Ne hikmetse insan hep dışarıyı değiştirmek ve dönüştürmekle meşguldür; fakat kendisine dönüp de bakmaz.
Çünkü insan rahatı sever, zor olana talip olmaz.
Neşe de insan için üzüntü de; kolaylık da insana, zorluk da.
Hayatın gerçekleri, hayatın önümüze çıkardığı durum ve hadiseler farklılık gösterse de, hepsi insanın imtihanı gereği oluşur.
İmtihan yani insanın değerini ortaya çıkaran süreç.
İnsan, önüne çıkan fırsatlar veya engeller, elinde bulduğu imkanlar ya da imkansızlıklar, sahip olduklarını kaybetme ya da farklı şeylere sahip olma ile karşı karşıya kaldığında nasıl davranıyor?
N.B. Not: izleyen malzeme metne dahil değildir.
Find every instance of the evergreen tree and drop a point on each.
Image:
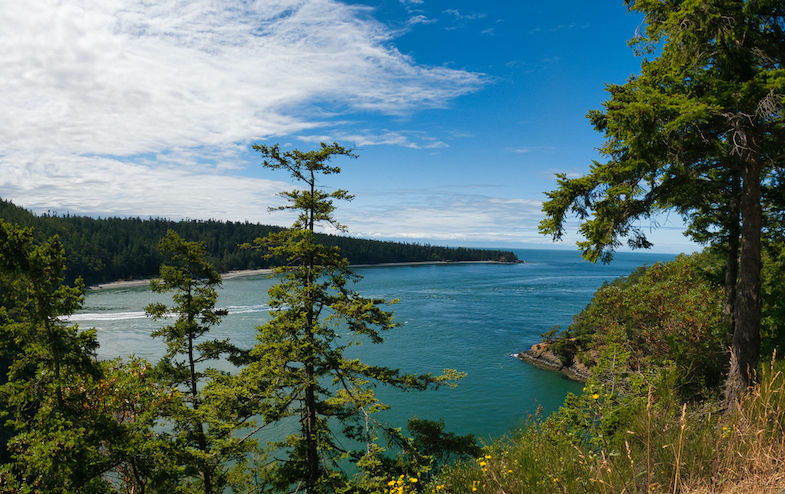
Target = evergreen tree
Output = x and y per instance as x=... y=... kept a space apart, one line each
x=701 y=126
x=77 y=423
x=298 y=366
x=202 y=433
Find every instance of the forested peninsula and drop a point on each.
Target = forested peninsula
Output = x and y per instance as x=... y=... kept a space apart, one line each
x=102 y=250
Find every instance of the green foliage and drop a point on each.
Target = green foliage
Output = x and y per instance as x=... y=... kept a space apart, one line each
x=298 y=366
x=202 y=429
x=699 y=132
x=109 y=249
x=77 y=423
x=668 y=312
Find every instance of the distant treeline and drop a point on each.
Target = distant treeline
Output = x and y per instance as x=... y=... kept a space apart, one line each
x=108 y=249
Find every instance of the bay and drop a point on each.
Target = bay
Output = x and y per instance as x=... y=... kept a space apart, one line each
x=469 y=317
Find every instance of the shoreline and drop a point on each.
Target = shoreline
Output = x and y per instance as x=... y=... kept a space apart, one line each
x=252 y=272
x=541 y=356
x=135 y=283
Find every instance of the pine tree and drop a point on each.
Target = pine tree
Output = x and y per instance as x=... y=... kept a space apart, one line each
x=700 y=131
x=299 y=365
x=202 y=430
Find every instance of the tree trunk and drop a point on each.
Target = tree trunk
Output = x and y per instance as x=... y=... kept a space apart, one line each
x=745 y=346
x=732 y=260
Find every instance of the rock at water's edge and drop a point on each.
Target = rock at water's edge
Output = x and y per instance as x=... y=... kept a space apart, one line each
x=540 y=356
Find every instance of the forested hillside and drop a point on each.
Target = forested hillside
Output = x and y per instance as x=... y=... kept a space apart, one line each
x=108 y=249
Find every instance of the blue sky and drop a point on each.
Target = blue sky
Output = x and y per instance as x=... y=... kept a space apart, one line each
x=461 y=112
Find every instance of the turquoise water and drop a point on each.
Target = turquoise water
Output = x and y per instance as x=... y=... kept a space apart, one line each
x=469 y=317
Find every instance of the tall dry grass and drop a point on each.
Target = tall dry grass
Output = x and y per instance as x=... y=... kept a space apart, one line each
x=666 y=448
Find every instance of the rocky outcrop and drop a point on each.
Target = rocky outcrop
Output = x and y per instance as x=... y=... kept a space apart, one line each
x=540 y=356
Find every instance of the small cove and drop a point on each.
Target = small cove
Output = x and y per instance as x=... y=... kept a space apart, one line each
x=470 y=317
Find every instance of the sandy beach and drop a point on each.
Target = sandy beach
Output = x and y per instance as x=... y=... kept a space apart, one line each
x=252 y=272
x=130 y=283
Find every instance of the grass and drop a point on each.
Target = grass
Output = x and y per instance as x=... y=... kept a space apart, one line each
x=658 y=445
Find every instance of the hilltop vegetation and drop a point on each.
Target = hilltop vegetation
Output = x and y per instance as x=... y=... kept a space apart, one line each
x=109 y=249
x=652 y=416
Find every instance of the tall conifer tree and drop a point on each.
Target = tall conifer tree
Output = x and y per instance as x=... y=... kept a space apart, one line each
x=202 y=433
x=299 y=361
x=700 y=131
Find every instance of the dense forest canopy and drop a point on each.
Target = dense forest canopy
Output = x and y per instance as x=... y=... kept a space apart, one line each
x=108 y=249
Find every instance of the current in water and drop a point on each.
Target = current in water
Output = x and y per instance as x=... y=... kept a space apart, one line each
x=469 y=317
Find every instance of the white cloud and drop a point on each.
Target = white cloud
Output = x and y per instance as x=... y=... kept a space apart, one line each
x=368 y=137
x=443 y=214
x=146 y=108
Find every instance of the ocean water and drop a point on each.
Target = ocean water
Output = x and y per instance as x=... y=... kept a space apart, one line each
x=469 y=317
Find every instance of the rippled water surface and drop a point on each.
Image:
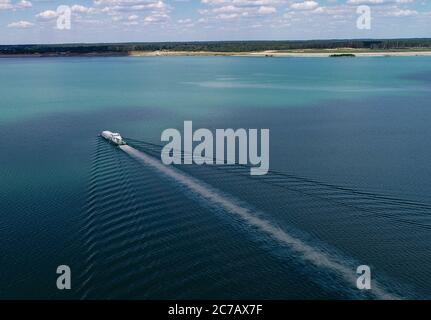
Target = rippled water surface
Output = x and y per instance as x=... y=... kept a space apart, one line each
x=350 y=178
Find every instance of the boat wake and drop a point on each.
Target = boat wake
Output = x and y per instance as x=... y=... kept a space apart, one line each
x=252 y=217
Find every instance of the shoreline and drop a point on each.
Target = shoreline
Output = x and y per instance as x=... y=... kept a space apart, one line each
x=266 y=53
x=275 y=53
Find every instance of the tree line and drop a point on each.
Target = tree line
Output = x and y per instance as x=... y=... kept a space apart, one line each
x=216 y=46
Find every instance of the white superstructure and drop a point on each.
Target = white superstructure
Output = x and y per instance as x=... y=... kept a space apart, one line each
x=115 y=138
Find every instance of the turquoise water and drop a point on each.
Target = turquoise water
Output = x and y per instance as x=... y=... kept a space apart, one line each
x=357 y=125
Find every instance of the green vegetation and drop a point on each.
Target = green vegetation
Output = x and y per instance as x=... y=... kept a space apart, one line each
x=220 y=46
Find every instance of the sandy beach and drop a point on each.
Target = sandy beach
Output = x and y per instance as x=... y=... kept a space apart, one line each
x=274 y=53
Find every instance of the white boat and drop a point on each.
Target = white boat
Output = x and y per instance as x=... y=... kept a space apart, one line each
x=112 y=137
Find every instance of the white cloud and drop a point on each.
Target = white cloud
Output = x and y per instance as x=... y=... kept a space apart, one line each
x=24 y=4
x=266 y=10
x=8 y=5
x=306 y=5
x=402 y=13
x=82 y=9
x=20 y=24
x=47 y=15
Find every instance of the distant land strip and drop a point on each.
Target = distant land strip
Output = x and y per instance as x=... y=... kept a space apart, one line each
x=309 y=48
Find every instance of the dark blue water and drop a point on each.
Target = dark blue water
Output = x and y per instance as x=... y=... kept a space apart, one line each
x=350 y=154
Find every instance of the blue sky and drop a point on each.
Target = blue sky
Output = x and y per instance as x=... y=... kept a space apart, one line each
x=35 y=21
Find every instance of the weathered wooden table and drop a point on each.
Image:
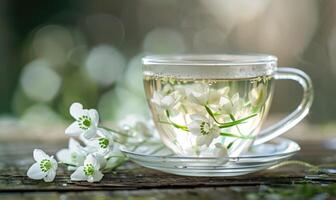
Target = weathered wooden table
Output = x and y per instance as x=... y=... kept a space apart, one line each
x=138 y=182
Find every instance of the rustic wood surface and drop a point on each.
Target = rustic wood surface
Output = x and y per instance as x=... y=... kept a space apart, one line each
x=133 y=180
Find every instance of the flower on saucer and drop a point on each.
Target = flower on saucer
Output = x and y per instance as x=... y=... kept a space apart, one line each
x=75 y=154
x=257 y=95
x=86 y=121
x=230 y=106
x=205 y=129
x=220 y=150
x=163 y=101
x=90 y=171
x=44 y=168
x=216 y=94
x=102 y=144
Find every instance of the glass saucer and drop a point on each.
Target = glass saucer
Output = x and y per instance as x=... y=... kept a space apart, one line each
x=257 y=158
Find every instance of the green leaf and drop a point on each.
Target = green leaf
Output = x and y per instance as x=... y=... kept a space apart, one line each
x=182 y=127
x=211 y=114
x=235 y=136
x=230 y=145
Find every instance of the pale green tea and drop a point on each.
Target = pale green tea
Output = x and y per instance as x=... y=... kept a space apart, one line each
x=202 y=117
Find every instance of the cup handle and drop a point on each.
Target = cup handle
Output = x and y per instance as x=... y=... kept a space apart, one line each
x=298 y=114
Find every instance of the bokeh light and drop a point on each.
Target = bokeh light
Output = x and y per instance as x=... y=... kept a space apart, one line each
x=39 y=81
x=164 y=41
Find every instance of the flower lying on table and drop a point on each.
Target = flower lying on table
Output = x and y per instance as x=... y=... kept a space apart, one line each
x=99 y=151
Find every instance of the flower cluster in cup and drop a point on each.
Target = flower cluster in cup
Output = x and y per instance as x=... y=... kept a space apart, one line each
x=208 y=118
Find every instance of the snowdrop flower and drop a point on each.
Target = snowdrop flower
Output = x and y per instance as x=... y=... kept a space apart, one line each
x=230 y=106
x=86 y=121
x=90 y=171
x=204 y=129
x=215 y=95
x=137 y=127
x=44 y=168
x=198 y=95
x=102 y=144
x=75 y=154
x=257 y=95
x=163 y=101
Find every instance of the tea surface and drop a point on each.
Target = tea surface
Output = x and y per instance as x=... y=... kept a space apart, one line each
x=202 y=117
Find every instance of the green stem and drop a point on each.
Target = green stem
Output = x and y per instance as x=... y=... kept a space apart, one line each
x=234 y=119
x=311 y=167
x=68 y=164
x=235 y=136
x=185 y=128
x=115 y=131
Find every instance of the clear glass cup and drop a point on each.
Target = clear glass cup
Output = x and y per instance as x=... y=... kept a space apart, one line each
x=214 y=105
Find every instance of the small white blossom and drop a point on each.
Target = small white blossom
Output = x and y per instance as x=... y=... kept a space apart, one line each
x=75 y=154
x=205 y=129
x=86 y=121
x=257 y=95
x=163 y=101
x=230 y=106
x=90 y=171
x=44 y=168
x=198 y=95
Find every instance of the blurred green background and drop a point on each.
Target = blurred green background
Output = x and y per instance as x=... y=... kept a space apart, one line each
x=53 y=53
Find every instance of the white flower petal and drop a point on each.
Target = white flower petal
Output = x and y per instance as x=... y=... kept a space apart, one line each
x=39 y=155
x=50 y=176
x=101 y=161
x=73 y=130
x=64 y=155
x=167 y=101
x=204 y=140
x=103 y=133
x=197 y=117
x=194 y=128
x=35 y=172
x=93 y=114
x=78 y=174
x=76 y=110
x=235 y=97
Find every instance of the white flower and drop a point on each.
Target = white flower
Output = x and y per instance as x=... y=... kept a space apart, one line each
x=230 y=106
x=137 y=128
x=44 y=168
x=90 y=171
x=220 y=150
x=164 y=102
x=75 y=154
x=102 y=144
x=204 y=129
x=257 y=95
x=216 y=94
x=198 y=95
x=86 y=121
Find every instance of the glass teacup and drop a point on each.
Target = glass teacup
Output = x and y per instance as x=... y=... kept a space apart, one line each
x=214 y=105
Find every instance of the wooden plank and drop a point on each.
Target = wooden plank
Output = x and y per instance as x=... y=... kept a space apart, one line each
x=16 y=158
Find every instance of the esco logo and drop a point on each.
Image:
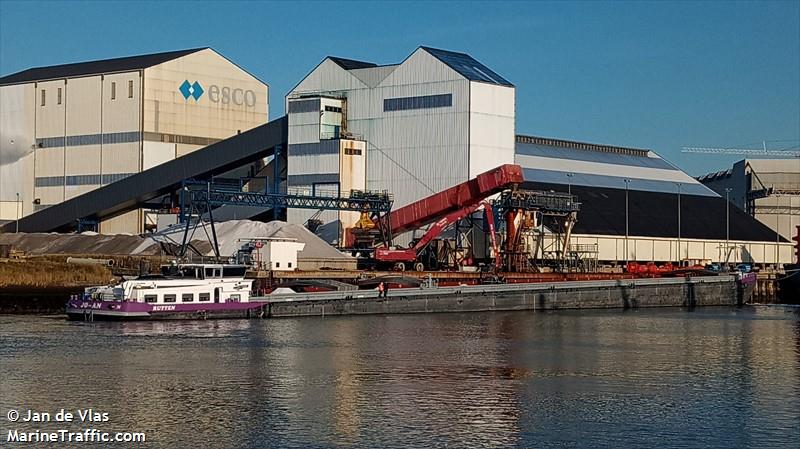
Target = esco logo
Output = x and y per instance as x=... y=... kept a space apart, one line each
x=226 y=95
x=216 y=94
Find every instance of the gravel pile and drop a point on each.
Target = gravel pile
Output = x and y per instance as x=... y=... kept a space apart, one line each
x=230 y=235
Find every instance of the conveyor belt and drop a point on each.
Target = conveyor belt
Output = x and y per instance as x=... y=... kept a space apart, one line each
x=130 y=193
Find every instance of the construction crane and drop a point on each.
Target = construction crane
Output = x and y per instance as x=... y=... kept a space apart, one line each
x=783 y=152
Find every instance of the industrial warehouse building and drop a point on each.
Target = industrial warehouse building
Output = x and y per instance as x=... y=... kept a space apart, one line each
x=439 y=118
x=669 y=217
x=72 y=128
x=415 y=128
x=767 y=189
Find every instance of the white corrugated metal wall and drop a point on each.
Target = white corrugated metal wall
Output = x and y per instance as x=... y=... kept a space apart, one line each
x=17 y=115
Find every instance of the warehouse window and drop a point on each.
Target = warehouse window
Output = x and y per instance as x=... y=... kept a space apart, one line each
x=424 y=102
x=304 y=106
x=48 y=181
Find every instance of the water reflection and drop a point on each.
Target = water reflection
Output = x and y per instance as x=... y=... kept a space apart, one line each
x=712 y=377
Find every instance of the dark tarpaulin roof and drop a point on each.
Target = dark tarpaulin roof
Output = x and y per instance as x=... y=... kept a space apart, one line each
x=655 y=214
x=94 y=67
x=351 y=64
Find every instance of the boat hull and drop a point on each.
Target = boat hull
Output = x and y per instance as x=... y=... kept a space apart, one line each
x=91 y=310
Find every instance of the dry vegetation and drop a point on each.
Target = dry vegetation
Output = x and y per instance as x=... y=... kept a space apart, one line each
x=43 y=273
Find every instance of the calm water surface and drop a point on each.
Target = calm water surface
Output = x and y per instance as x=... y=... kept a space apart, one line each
x=713 y=377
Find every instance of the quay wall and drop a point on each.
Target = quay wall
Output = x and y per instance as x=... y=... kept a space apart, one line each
x=627 y=293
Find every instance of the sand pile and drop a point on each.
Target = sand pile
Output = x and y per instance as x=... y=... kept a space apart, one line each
x=86 y=243
x=230 y=235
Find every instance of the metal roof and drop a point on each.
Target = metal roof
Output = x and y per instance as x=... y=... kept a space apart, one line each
x=614 y=182
x=350 y=64
x=594 y=156
x=468 y=66
x=592 y=165
x=655 y=214
x=94 y=67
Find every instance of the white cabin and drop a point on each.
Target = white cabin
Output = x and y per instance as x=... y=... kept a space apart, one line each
x=211 y=283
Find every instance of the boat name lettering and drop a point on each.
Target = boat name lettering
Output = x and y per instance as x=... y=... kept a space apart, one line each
x=91 y=305
x=162 y=308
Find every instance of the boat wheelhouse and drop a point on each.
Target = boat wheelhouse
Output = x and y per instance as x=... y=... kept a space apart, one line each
x=180 y=291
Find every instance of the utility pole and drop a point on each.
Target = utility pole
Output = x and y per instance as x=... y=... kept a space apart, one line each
x=727 y=221
x=16 y=230
x=627 y=256
x=569 y=182
x=679 y=223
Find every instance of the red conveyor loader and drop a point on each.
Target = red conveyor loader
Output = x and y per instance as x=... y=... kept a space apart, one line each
x=447 y=207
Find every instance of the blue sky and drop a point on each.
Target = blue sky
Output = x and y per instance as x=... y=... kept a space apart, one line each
x=655 y=75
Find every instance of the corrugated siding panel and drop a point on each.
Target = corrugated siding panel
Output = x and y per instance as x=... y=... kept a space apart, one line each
x=374 y=75
x=303 y=159
x=122 y=113
x=83 y=160
x=492 y=137
x=121 y=158
x=17 y=112
x=304 y=133
x=417 y=152
x=167 y=111
x=83 y=106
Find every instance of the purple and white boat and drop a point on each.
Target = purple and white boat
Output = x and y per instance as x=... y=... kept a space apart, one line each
x=187 y=291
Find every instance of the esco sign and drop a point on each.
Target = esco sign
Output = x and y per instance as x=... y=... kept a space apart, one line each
x=226 y=95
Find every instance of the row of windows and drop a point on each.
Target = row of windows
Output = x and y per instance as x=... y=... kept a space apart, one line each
x=187 y=297
x=113 y=92
x=79 y=180
x=88 y=139
x=304 y=106
x=423 y=102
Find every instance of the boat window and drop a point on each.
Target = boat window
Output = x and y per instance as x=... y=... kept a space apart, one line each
x=189 y=272
x=235 y=271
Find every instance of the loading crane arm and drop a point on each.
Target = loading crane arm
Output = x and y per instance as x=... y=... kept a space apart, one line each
x=410 y=255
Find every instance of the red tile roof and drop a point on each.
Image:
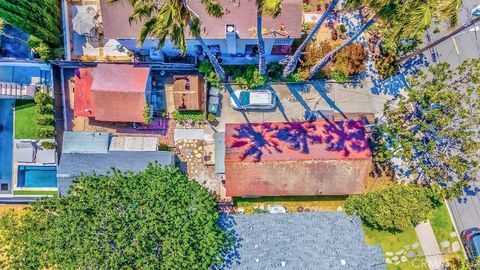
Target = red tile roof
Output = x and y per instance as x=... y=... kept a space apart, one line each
x=83 y=95
x=117 y=93
x=299 y=158
x=241 y=13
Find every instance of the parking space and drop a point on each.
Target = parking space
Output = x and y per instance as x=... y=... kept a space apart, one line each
x=327 y=99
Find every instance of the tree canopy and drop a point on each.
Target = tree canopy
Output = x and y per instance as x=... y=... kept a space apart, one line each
x=156 y=219
x=395 y=208
x=432 y=129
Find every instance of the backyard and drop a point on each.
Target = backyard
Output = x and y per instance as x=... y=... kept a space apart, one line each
x=25 y=119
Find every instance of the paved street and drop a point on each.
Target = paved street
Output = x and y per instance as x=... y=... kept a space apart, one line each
x=461 y=47
x=466 y=211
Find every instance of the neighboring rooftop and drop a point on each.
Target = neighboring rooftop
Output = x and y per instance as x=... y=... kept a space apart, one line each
x=296 y=158
x=112 y=92
x=241 y=13
x=322 y=240
x=188 y=93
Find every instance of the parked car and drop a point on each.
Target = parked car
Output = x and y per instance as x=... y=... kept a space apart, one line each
x=471 y=241
x=262 y=99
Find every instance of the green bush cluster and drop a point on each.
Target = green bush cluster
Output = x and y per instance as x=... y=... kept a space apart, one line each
x=396 y=208
x=45 y=120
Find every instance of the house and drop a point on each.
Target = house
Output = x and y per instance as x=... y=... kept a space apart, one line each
x=231 y=37
x=296 y=158
x=321 y=240
x=113 y=92
x=20 y=80
x=88 y=153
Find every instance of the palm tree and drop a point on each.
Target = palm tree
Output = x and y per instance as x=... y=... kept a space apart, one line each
x=270 y=8
x=402 y=20
x=169 y=19
x=333 y=53
x=293 y=60
x=440 y=40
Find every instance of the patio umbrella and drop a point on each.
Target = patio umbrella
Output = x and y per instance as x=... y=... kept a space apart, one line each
x=83 y=23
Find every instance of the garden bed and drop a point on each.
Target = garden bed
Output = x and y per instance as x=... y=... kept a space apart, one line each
x=25 y=119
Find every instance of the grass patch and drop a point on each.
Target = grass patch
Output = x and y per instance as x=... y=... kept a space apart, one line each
x=442 y=225
x=25 y=119
x=394 y=242
x=34 y=192
x=314 y=203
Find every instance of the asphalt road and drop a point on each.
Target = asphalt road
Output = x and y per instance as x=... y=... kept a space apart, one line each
x=466 y=211
x=463 y=46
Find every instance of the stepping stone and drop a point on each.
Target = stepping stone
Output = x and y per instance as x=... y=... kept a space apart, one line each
x=456 y=246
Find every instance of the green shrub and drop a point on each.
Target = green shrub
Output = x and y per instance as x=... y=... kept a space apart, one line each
x=183 y=116
x=251 y=78
x=45 y=120
x=395 y=208
x=339 y=76
x=47 y=145
x=46 y=132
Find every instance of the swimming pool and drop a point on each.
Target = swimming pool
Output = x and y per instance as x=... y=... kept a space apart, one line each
x=6 y=140
x=37 y=176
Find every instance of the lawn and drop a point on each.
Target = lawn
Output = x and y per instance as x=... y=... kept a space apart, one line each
x=25 y=119
x=442 y=225
x=34 y=192
x=314 y=203
x=396 y=242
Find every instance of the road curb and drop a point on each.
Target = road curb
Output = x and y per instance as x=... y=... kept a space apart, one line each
x=456 y=228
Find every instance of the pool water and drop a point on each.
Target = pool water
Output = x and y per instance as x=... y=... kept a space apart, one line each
x=6 y=139
x=37 y=176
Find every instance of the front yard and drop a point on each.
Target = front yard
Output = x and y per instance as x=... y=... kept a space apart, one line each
x=402 y=250
x=25 y=119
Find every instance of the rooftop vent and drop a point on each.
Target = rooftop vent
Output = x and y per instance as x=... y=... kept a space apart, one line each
x=230 y=28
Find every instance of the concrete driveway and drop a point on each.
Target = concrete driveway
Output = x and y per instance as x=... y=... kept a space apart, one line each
x=329 y=99
x=466 y=210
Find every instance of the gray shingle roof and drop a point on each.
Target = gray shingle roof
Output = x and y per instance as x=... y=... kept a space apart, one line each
x=72 y=165
x=324 y=240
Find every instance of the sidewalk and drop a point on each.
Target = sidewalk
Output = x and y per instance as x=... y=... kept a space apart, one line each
x=429 y=245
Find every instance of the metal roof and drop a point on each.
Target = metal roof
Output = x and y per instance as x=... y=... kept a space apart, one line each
x=72 y=165
x=85 y=142
x=322 y=240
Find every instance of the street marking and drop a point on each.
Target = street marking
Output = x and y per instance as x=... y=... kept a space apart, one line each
x=455 y=45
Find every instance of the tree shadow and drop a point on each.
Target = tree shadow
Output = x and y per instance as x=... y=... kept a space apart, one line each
x=230 y=256
x=319 y=86
x=269 y=138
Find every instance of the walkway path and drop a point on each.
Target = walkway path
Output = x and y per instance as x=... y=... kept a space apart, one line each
x=429 y=245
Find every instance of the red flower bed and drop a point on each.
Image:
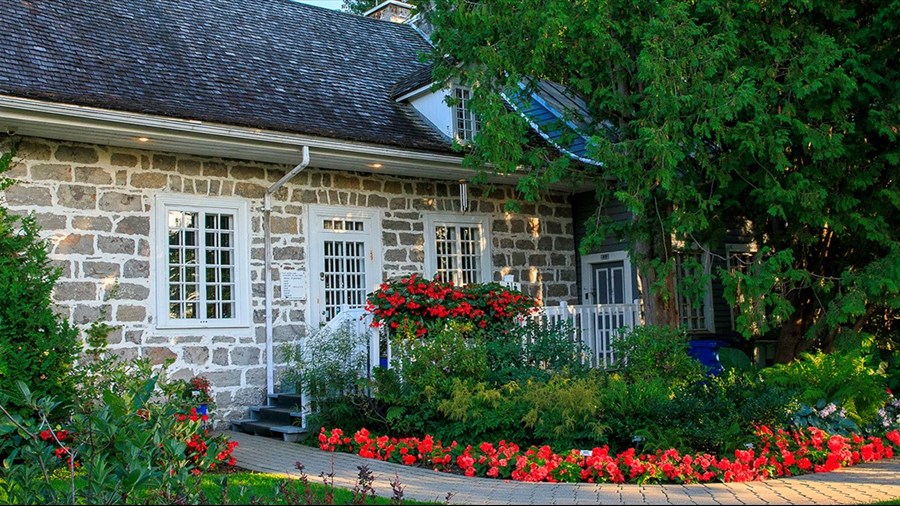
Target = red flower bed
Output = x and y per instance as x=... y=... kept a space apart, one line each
x=773 y=454
x=420 y=303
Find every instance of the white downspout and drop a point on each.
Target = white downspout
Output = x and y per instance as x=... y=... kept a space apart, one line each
x=270 y=292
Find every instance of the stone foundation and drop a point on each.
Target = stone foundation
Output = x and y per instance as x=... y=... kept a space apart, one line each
x=94 y=204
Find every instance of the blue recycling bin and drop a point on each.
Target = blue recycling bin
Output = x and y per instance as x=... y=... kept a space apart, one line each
x=707 y=352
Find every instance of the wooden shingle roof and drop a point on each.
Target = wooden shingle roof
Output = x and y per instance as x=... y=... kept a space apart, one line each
x=269 y=64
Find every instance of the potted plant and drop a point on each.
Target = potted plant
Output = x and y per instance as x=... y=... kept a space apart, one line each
x=200 y=394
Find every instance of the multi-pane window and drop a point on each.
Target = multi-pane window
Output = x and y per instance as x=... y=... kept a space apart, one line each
x=345 y=269
x=740 y=258
x=457 y=250
x=201 y=264
x=693 y=291
x=465 y=122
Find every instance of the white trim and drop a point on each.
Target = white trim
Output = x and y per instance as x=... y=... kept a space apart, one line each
x=708 y=313
x=611 y=256
x=374 y=273
x=37 y=118
x=414 y=93
x=432 y=219
x=467 y=109
x=159 y=240
x=385 y=4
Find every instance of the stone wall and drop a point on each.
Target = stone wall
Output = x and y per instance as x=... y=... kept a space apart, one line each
x=94 y=204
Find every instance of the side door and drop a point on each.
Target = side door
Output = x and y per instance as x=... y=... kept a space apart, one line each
x=344 y=259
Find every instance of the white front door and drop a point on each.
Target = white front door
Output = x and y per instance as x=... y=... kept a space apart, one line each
x=344 y=259
x=609 y=283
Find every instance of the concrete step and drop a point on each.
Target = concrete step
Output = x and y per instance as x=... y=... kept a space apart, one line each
x=290 y=433
x=285 y=401
x=277 y=414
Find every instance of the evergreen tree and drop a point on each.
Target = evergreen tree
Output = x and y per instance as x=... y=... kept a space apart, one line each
x=37 y=345
x=779 y=118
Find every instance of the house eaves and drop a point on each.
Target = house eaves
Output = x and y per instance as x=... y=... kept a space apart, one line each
x=26 y=117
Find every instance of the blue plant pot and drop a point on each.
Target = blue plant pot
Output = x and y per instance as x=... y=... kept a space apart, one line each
x=707 y=352
x=202 y=411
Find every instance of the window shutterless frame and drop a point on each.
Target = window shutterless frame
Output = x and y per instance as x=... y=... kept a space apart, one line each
x=455 y=249
x=465 y=124
x=695 y=319
x=201 y=261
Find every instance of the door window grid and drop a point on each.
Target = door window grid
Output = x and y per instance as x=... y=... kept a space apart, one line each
x=739 y=261
x=693 y=315
x=201 y=285
x=344 y=276
x=339 y=224
x=610 y=287
x=458 y=254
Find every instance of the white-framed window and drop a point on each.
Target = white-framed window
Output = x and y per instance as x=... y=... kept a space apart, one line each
x=465 y=124
x=456 y=248
x=201 y=261
x=693 y=287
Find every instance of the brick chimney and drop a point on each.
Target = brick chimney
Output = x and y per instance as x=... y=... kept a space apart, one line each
x=390 y=10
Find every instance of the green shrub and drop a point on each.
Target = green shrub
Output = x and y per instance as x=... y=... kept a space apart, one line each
x=37 y=346
x=534 y=350
x=331 y=369
x=422 y=376
x=846 y=379
x=425 y=305
x=649 y=352
x=634 y=411
x=127 y=441
x=756 y=400
x=474 y=412
x=564 y=411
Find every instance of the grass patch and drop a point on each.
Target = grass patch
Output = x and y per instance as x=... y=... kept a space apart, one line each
x=246 y=487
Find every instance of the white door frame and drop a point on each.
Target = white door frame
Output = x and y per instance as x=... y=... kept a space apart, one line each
x=587 y=272
x=316 y=237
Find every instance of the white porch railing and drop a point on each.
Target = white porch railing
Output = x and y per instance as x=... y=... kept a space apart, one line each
x=595 y=326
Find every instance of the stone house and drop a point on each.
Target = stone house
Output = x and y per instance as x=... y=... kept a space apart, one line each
x=217 y=178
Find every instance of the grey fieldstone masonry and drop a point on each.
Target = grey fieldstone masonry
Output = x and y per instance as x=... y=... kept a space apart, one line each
x=95 y=206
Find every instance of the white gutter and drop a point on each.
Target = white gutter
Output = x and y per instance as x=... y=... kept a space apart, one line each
x=137 y=124
x=267 y=230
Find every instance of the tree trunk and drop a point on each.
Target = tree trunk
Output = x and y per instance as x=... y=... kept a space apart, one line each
x=659 y=304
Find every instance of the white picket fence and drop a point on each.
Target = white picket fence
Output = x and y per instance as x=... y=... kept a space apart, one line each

Elde ettiğinde şimarıyor, kaybettiğinde yeise mi kapılıyor?
Kanaat edebiliyor mu?
Şükredebiliyor mu?
Ya da nankörlük ve isyan içerisinde mi?
İnsan değiştirmek için müdahale edebildiği durumlarla karşılaştığı gibi, çoğu defa değiştiremediği şartlarla da karşı karşıya kalabiliyor ve oluşan duruma göre yaşamaya, şartlara uyum sağlamaya çalışıyor.
Arkasındaki mülahazalar her ne olursa olsun, tüm dünyayı etkisi altına alan koronavirüs insanlığa böyle bir tecrübe yaşattı.
Başlangıçta çok uzun sürmeyeceğini düşündük, fakat birden bire hayatımızın merkezine gelip oturdu ve tüm hayatımızı etkiledi.
Ramazan ayı da bu sebeple alışılageldiğin dışında tecrübe edildi.
Camilerden, cumalardan, teravihlerden mahrum kalındı.
İnsan sahip olduğunun kıymetini çok az biliyor.
Nimet içerisinde bulunurken nimeti hakkıyla çok az takdir ediyor.
Elindekini kaybettiğinde ancak o zaman anlıyor kaybettiği şeyin değerini.
Adeta mahrumiyet mahrum olunan şeyin kıymetini ortaya çıkarıyor.
Her ne kadar zor ve sıkıntılı süreçler geçirilmiş/geçiriliyor olsa da, insan umudu da, neşeyi de elden bırakmıyor/bırakmamalıdır.
Hayat ancak umudunu korumakla yaşanır; hayata dair umudunu kaybedenler ölmeyi tercih ederler.
Aslolan ölmek değil, yaşamak, yaşamak için umut dolu olmaktır.
Ölüm ise mukadderat; istenmeyen ama kaçınılmaz son.
Unutulmamalıdır ki; her zorlukla birlikte bir kolaylık vardır.
Sıkıntı ve zorluklar ilanihaye gitmez; pürüzsüz ve sorunsuz bir hayatın gitmediği gibi.
Bazen öyle bazen böyle.
Ama bayramlar hep sevincin sembolü olmuştur.
Neşeyi, sevinci, kardeşliği, esenliği, huzur ve barışı temsilen gelen bayramlar hayata dair umudumuzu artıran günlerdir.
Huzurlu, umutlu ve mutlu bayramlarınız olsun.